Anci: per la riqualificazione delle periferie servono politiche stabili

Edilizia di Marco Zibetti
Il segretario generale Veronica Nicotra: “Non si deve parlare di un programma straordinario. Lavoreremo, sia a livello tecnico che politico, per la stabilizzazione”

“Condividiamo la scelta di governo e Parlamento che, con il Bando voluto dalla legge di Stabilità, hanno deciso di investire in modo forte sulle periferie. Ma come associazione riteniamo che non si debba parlare tanto di un programma straordinario, quanto di una politica stabile e continua nel tempo. Per questo lavoreremo, sia a livello tecnico che politico, per stabilizzare politiche di riqualificazione, rigenerazione e sicurezza urbana per estenderle anche ad altri Comuni, al di là di quelli ora previsti dal Bando”. Lo ha sottolineato il segretario generale Anci, Veronica Nicotra, aprendo i lavori del seminario sul "Bando su riqualificazione periferie: opportunità per ripensare la trasformazione urbanistica delle città", che si è svolto in Anci.

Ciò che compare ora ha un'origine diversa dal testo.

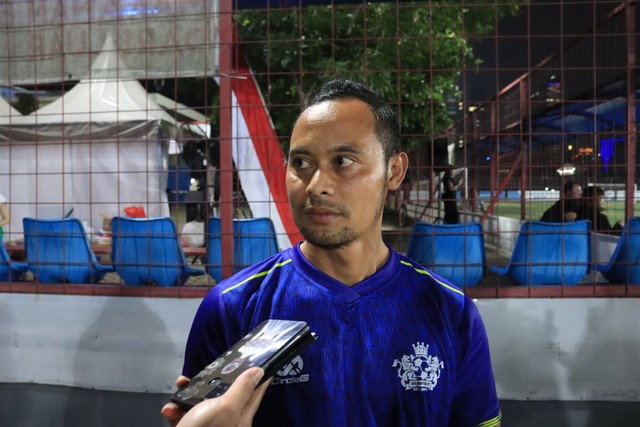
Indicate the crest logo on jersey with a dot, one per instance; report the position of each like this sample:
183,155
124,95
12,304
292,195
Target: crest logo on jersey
291,373
419,371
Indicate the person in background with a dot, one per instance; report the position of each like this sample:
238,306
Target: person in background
397,344
235,408
473,204
5,218
565,209
450,189
591,208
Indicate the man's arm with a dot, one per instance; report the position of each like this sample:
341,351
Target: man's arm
475,397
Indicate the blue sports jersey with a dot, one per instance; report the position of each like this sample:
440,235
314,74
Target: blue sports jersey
404,347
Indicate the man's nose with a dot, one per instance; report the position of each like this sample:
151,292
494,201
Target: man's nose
321,183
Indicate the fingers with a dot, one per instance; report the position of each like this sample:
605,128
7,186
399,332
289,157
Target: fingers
253,404
242,388
172,413
182,381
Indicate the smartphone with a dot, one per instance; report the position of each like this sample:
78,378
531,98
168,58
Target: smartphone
271,345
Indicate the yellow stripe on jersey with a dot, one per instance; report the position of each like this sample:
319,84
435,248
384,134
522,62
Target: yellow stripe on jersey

Nicotra ha ricordato il valore sociale dell’iniziativa del bando, nato proprio per dare risposte alle tensioni sociali delle periferie, partendo proprio dal recupero e dalla riqualificazione di spazi pubblici abbandonati. “Il bando non è che un tassello di un’azione più generale che l’Anci persegue per offrire ai sindaci il maggior numero di strumenti di intervento. Azione che si sposa - ha spiegato - con il decreto legge sulla sicurezza urbana in via di approvazione da parte del governo, che assicurerà nuovi poteri di regolazione sui fenomeni del degrado urbano e sociale”.

“Questa lanciata dal bando sulle periferie è sicuramente una sfida che i Comuni dovranno dimostrare di cogliere al meglio, ma credo - ha rivendicato il segretario generale dell’Anci - che in Italia, malgrado la crisi economica, ci sia nelle nostre città ancora un discreto livello di tenuta sociale, da noi non ci sono piccole Molembeek. E questo grazie all’impegno portato avanti dai sindaci che, partendo ora delle opportunità offerte dal bando, potranno costruire un modello italiano di Comune capoluogo da proporre a livello europeo”, ha auspicato Nicotra.

Quanto poi all’accompagnamento che Anci si propone di assicurare ai Comuni sul bando, il segretario generale ha annunciato che sarà costituita una banca dati dei progetti presentati. “A prescindere dal loro finanziamento, li analizzeremo mettendoli in rete visto che - ha ribadito - il nostro obiettivo è quello di alimentare una forte politica nazionale su questi temi”. Analoga attenzione verrà dedicata agli aspetti di sostegno finanziario, considerato che “uno dei criteri scelti dal bando è quello della capacità dei singoli progetti di mobilitare risorse private. Per questo motivo - annuncia Nicotra - abbiamo concluso un accordo con Acri ed un altro abbiamo intenzione di definirlo con il Credito Sportivo”.